3. Marker protein screening
The potential polypeptides capable of distinguishing colorectal cancer and healthy people are selected by a random forest method, average Gini coefficients of the targets are calculated by the random forest, the targets are ranked according to importance, the biological functions of the proteins are further combined, and finally 10 top-ranked proteins, namely LRG1, SERPINA1, ITIH3, CP, ORM1, C9, IGFBP2, CNDP1, KNG1 and PRDX2 are obtained, and corresponding polypeptide sequences are shown in table 1:
TABLE 1 polypeptide sequences of candidate proteins
Example 2 machine learning model establishment
C at an appropriate concentration for each polypeptide 13 And N 15 The labeled heavy isotope polypeptide is added to the enzyme after the enzyme digestionAnd (3) uniformly mixing the plasma samples, and then carrying out desalting and evaporating treatment by a 96-well SOLA solid-phase extraction device.
For each polypeptide, a concentration-appropriate standard curve range (9 standard curve points) is configured, and an equivalent amount of internal standard is added to each standard curve point. Mass spectrometry was performed using an AB Sciex 5500Qtrap mass spectrometer, and the polypeptides were separated using a C18 column (Phenomenex) at a set column temperature of 45 ℃ and 15 μl of standard sample was introduced. 150. Mu.L of 0.1% formic acid is added into the evaporated sample, the mixture is fully and uniformly mixed, 15. Mu.L of sample is injected for mass spectrum detection, and the conditions of liquid phase separation are shown in Table 2:
TABLE 2 conditions for separating liquid phases
Time (min) | Event(s) | Parameters (parameters) | Flow rate (ml/min) |
0.01 | PumpBConc. | 6 | 0.25 |
2.0 | PumpBConc. | 6 | 0.25 |
18.0 | PumpBConc. | 28 | 0.25 |
18.5 | PumpBConc. | 28 | 0.25 |
21.5 | PumpBConc. | 98 | 0.25 |
22 | PumpBConc. | 98 | 0.25 |
25 | PumpBConc. | 6 | 0.25 |
Triple quaternary rod targeted mass spectrometry was then performed and the ion pair information for multiple reaction monitoring (multiple reaction monitoring, MRM) is shown in table 3.

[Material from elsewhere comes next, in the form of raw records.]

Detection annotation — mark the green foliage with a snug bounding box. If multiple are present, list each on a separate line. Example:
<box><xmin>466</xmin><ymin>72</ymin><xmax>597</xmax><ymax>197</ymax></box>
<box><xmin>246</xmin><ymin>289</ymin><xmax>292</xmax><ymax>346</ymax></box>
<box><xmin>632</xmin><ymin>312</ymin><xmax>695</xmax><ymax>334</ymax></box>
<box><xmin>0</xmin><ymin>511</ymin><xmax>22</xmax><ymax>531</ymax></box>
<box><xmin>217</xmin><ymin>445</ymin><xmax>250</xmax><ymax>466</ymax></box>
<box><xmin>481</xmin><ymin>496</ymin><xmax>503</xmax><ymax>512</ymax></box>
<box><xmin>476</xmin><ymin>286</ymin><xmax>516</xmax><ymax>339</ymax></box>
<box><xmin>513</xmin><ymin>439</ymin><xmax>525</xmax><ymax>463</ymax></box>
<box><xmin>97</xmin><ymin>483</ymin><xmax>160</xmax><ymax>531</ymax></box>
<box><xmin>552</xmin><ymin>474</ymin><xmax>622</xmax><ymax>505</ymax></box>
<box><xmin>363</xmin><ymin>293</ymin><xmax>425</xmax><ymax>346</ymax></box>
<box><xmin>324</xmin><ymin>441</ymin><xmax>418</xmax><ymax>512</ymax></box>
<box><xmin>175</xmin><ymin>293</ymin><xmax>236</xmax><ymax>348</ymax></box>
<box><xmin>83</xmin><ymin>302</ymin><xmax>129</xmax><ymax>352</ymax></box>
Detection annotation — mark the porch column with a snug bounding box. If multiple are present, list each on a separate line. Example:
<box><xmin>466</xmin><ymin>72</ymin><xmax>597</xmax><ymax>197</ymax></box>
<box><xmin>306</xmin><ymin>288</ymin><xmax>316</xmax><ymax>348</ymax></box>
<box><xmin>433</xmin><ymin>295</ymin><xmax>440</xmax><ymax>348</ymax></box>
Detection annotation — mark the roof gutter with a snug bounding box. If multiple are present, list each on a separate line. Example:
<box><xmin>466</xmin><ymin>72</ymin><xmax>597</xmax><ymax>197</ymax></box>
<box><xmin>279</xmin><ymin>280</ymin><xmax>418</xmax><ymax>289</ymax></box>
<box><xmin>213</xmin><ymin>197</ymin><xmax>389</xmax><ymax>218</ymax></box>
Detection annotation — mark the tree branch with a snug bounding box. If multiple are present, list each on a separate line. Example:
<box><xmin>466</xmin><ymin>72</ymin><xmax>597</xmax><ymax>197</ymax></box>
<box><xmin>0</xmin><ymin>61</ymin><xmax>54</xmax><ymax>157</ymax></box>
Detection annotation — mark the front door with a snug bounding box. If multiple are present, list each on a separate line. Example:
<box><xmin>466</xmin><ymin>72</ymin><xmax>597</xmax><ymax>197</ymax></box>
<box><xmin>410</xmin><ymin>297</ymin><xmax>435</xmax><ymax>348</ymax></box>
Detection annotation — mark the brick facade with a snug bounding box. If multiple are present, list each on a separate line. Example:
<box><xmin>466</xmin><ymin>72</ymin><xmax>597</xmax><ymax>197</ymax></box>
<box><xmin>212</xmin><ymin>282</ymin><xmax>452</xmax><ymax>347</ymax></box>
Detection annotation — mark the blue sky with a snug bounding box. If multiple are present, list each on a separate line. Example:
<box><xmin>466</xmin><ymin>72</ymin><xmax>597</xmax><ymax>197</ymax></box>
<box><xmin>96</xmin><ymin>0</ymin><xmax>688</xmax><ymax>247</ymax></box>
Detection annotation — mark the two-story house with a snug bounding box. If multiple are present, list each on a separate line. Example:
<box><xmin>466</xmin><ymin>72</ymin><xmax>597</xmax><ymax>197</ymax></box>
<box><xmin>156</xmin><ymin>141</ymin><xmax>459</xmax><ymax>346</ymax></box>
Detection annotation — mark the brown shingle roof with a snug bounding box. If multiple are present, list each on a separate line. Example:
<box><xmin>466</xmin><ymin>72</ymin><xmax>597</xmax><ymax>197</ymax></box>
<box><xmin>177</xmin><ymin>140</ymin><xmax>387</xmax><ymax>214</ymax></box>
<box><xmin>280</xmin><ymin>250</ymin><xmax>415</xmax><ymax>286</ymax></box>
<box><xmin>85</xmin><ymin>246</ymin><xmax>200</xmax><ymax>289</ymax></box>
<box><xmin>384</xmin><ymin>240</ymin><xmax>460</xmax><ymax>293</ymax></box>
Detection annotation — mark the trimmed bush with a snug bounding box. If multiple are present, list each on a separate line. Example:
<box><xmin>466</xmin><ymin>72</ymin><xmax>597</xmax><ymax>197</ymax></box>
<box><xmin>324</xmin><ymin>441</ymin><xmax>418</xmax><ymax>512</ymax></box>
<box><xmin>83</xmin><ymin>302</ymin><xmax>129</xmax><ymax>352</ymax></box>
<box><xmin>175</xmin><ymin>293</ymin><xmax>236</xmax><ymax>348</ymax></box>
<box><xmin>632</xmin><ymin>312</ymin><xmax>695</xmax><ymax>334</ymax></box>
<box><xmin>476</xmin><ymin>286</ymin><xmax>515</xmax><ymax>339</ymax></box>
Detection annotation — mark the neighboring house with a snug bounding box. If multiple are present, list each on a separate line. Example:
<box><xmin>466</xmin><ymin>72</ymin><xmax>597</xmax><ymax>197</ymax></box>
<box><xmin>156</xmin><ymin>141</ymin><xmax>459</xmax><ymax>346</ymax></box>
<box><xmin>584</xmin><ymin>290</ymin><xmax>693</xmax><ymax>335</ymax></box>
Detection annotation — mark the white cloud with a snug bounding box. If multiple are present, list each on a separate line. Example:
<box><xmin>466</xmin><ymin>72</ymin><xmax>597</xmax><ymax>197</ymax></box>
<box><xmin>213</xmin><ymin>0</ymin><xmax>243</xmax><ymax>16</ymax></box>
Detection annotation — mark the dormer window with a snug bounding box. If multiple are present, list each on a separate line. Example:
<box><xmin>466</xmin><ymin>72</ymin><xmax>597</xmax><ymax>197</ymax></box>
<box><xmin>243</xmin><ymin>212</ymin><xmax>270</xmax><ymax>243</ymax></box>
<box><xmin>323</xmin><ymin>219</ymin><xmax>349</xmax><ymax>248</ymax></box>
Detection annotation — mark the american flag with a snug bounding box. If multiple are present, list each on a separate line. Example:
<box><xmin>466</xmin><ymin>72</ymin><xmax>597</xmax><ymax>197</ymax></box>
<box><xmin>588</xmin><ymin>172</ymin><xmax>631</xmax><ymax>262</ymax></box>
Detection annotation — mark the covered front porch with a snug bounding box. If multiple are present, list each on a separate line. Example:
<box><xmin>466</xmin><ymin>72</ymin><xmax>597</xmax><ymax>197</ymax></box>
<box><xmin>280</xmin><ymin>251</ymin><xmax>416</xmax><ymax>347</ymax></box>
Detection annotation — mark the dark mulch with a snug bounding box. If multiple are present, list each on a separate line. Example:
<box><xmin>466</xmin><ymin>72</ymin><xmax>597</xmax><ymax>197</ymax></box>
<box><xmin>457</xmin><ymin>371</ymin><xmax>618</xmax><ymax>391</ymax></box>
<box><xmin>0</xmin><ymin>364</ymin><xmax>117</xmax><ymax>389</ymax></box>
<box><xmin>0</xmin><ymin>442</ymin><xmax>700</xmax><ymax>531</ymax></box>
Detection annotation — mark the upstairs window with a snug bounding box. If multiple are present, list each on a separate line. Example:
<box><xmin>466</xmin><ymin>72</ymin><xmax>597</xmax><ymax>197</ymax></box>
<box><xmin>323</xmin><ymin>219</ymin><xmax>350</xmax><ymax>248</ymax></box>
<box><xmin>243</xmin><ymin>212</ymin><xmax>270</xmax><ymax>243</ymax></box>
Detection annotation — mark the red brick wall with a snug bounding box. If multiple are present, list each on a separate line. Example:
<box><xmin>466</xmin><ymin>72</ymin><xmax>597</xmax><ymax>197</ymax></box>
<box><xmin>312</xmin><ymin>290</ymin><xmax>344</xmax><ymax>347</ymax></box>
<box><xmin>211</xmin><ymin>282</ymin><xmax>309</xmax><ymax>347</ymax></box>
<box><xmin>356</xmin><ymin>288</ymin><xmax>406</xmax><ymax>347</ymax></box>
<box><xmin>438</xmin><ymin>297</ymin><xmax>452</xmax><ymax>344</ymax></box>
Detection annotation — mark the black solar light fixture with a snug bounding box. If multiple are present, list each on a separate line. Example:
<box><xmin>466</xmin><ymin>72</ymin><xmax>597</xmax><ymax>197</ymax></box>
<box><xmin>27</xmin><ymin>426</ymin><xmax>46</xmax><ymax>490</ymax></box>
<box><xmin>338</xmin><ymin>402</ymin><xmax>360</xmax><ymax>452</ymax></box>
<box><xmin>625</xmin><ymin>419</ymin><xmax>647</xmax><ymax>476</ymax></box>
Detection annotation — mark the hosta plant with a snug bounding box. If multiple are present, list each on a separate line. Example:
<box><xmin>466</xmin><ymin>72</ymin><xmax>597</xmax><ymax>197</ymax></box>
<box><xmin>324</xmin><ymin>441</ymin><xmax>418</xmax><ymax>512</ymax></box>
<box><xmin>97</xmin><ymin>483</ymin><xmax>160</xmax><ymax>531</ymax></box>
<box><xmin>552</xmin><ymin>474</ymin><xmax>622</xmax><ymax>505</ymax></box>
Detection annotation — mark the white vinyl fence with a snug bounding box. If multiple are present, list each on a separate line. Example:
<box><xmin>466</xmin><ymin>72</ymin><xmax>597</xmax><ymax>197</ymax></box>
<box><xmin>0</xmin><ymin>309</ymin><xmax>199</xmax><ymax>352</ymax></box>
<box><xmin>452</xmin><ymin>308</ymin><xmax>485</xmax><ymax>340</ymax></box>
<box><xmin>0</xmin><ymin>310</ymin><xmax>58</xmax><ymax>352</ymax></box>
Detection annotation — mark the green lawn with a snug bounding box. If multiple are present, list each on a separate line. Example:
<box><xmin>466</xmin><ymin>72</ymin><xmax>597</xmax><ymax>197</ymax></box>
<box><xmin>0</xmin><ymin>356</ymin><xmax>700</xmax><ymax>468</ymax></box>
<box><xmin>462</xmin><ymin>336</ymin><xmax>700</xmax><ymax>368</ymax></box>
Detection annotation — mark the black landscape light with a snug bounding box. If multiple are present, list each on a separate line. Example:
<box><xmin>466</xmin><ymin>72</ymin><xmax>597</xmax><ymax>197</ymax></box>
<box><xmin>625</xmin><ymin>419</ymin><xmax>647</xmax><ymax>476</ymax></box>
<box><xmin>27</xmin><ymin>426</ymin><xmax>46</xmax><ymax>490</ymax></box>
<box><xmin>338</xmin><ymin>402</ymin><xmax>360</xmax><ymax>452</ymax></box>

Table 3MRM monitoring information
After mass spectrometry, the polypeptide concentrations corresponding to the respective protein markers were quantified and used for model establishment. 190 samples were randomly selected 80% (152) as training set, the remaining 20% (38) as test set, and 10 potential protein markers were further modeled as logistic regression. The inventors found that LRG1, SERPINA1, ITIH3, CP, ORM1, C9 and IGFBP2 together had 7 single protein markers, which had very good predictive power in both training and test sets, and ROC curves thereof were shown in fig. 1 to 7, respectively.

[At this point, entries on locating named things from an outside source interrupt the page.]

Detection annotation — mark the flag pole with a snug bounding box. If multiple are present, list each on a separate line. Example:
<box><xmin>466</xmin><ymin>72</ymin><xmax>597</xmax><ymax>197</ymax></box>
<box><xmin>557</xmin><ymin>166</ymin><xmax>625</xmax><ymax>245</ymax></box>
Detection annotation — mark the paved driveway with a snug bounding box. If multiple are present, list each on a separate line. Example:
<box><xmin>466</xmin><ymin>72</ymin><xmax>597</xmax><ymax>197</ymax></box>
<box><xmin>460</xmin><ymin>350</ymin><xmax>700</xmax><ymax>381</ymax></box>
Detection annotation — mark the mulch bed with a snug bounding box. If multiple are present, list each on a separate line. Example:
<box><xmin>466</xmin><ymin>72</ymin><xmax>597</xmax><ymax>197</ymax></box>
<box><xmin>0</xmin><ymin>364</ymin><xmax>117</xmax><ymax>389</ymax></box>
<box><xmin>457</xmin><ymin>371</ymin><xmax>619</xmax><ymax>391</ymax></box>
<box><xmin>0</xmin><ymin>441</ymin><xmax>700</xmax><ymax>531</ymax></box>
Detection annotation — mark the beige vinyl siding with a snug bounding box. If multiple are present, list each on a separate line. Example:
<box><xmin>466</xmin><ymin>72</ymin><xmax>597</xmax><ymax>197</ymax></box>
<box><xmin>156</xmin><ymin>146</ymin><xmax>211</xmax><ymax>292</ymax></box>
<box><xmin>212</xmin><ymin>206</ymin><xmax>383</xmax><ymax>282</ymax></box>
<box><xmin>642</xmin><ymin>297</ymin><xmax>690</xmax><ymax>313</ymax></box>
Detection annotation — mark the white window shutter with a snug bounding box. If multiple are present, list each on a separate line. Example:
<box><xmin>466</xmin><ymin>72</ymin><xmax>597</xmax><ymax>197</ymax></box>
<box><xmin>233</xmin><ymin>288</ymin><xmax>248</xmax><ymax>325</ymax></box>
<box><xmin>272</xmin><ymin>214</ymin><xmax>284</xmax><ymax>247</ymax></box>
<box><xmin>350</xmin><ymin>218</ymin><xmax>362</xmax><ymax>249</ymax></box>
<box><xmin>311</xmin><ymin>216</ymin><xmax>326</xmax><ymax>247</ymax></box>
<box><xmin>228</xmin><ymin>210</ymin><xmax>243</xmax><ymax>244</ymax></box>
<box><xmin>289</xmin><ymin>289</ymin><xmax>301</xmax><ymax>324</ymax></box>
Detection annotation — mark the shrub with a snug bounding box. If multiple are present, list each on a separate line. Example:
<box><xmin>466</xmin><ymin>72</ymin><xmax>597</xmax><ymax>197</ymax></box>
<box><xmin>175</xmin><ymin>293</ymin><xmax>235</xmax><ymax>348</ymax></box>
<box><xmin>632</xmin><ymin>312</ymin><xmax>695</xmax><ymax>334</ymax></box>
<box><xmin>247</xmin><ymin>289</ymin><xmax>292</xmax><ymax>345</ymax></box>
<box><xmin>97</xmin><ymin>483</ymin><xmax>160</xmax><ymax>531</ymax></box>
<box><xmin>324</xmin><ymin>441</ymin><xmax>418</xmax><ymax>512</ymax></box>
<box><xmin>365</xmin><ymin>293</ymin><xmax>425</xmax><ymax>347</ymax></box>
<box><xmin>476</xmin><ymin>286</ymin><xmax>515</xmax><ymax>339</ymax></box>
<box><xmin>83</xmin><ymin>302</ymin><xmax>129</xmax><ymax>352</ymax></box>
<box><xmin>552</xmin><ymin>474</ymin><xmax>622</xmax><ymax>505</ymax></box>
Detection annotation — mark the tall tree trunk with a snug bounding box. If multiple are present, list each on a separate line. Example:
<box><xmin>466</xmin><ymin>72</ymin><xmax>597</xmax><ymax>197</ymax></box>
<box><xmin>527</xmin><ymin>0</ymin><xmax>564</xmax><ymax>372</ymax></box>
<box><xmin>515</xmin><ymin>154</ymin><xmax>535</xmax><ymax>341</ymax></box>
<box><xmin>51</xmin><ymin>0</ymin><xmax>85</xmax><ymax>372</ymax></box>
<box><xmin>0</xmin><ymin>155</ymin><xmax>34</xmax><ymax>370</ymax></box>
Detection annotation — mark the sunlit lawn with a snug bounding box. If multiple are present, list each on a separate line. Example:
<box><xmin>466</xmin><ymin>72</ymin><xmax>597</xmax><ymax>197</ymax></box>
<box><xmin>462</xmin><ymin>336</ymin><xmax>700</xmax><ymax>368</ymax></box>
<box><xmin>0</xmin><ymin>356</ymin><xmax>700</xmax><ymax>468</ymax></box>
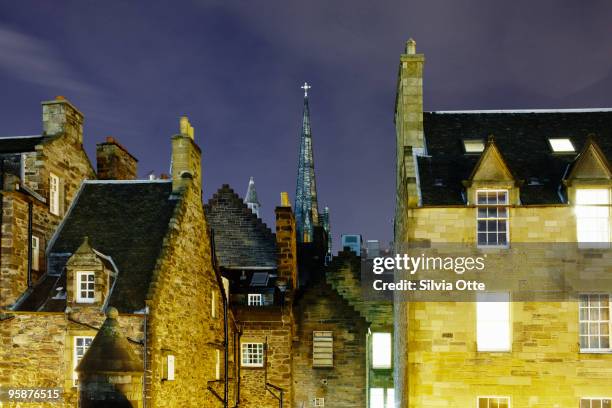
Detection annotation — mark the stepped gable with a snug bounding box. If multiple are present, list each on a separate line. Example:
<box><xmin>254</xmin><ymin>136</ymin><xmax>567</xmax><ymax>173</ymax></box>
<box><xmin>417</xmin><ymin>109</ymin><xmax>612</xmax><ymax>205</ymax></box>
<box><xmin>204</xmin><ymin>184</ymin><xmax>277</xmax><ymax>269</ymax></box>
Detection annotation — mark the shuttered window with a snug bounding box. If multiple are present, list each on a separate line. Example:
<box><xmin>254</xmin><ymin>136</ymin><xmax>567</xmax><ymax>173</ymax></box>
<box><xmin>312</xmin><ymin>331</ymin><xmax>334</xmax><ymax>367</ymax></box>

Example 3 model verification
The inventor selects 121 colorectal cancer patients and 186 matched healthy people as verification sets to verify the model. In order to more accurately quantify the polypeptide and reduce errors caused by complicated experimental treatment, the inventor does not need to perform the operation of removing the kurtosis protein, and the pretreatment cost of the experiment can be greatly reduced. And (3) extracting protein, measuring the concentration, and then carrying out liquid phase separation and mass spectrum detection.

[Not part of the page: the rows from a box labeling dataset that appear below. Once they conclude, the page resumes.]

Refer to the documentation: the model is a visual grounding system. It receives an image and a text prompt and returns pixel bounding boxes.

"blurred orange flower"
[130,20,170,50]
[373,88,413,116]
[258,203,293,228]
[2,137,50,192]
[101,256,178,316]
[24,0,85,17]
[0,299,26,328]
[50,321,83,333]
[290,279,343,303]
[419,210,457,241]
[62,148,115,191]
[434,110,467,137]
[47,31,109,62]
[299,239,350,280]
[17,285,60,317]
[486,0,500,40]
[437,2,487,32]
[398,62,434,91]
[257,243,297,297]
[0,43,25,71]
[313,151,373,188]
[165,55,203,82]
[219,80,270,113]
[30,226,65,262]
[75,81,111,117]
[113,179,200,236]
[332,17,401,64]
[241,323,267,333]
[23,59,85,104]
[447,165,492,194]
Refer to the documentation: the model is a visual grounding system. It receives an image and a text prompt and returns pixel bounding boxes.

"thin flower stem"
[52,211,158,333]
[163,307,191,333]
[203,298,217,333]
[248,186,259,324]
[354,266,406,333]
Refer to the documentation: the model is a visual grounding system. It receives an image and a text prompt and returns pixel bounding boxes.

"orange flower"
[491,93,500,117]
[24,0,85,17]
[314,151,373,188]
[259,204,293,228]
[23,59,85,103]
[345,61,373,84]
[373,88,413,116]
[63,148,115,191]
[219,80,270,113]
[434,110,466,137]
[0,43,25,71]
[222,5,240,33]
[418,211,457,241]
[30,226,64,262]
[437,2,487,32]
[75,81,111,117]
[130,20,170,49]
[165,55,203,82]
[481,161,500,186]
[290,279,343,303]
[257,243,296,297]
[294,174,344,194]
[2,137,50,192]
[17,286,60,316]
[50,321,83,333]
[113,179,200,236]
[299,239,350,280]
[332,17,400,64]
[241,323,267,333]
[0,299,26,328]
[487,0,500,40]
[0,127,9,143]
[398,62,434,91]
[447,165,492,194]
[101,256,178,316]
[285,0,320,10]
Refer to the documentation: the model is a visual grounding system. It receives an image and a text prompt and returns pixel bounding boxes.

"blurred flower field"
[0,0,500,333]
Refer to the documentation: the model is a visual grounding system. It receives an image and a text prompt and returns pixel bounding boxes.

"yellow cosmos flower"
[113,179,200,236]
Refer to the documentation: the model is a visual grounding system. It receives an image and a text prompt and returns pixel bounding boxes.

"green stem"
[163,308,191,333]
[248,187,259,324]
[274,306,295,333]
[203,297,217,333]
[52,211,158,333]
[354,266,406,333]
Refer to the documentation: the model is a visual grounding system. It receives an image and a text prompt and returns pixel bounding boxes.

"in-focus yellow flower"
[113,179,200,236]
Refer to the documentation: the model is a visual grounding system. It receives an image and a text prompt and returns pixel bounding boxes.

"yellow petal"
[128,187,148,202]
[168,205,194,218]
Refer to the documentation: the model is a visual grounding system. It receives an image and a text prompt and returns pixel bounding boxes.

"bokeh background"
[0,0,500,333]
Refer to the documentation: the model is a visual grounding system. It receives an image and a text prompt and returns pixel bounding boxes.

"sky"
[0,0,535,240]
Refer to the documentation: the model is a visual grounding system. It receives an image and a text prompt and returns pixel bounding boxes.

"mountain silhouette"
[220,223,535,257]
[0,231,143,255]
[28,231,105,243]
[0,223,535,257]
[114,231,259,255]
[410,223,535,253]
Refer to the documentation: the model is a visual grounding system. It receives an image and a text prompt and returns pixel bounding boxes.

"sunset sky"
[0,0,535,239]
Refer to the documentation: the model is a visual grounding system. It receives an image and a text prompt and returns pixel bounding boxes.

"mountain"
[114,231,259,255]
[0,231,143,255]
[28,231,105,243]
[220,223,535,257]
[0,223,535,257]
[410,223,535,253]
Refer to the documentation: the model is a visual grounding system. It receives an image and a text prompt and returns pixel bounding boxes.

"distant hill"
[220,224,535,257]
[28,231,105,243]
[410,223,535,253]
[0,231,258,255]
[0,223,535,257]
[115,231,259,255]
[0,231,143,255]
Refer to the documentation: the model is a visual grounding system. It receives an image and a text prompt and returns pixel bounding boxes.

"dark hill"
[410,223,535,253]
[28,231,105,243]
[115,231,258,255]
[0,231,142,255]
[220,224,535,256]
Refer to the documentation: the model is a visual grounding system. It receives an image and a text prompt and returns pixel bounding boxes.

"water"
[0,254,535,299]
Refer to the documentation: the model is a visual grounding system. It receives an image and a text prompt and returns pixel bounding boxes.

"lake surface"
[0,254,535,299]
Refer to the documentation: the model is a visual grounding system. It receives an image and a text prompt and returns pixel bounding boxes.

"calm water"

Example 4 modeling and validation of multiple marker combinations
The inventor further utilizes the optimal combination of the aforementioned proteins-the concentration of 5 protein markers (ITIH 3, LRG1, SERPINA1, IGFBP2, and CDNP 1) to build a logistic regression model to better discriminate colorectal cancer patients from healthy people. Specifically, logistic regression modeling used 77 colorectal cancer patients and 79 healthy people to learn the distinguishing effects of 5 protein markers. A threshold of 0.34 in the logistic regression model was set and independent verification of the model was performed using 44 colorectal cancer patients and 107 healthy persons. A threshold was set based on the model results for all 307 plasma samples, and a model measurement result for each sample was determined to be positive if above this threshold. And if the model measurement result of the sample is lower than the threshold value, judging as negative.
The ROC curves are shown in fig. 8, and the area under the curve (AUC) for the training set, the test set, and the independent validation set are 0.956, 0.954, and 0.893, respectively. The final result was 92% sensitivity, 81% specificity, 94% negative predictive value, 76% positive predictive value, as shown in FIG. 9.
In addition, the inventors also presented other 10 protein marker combinations that perform well during machine learning, and the results are shown in table 4.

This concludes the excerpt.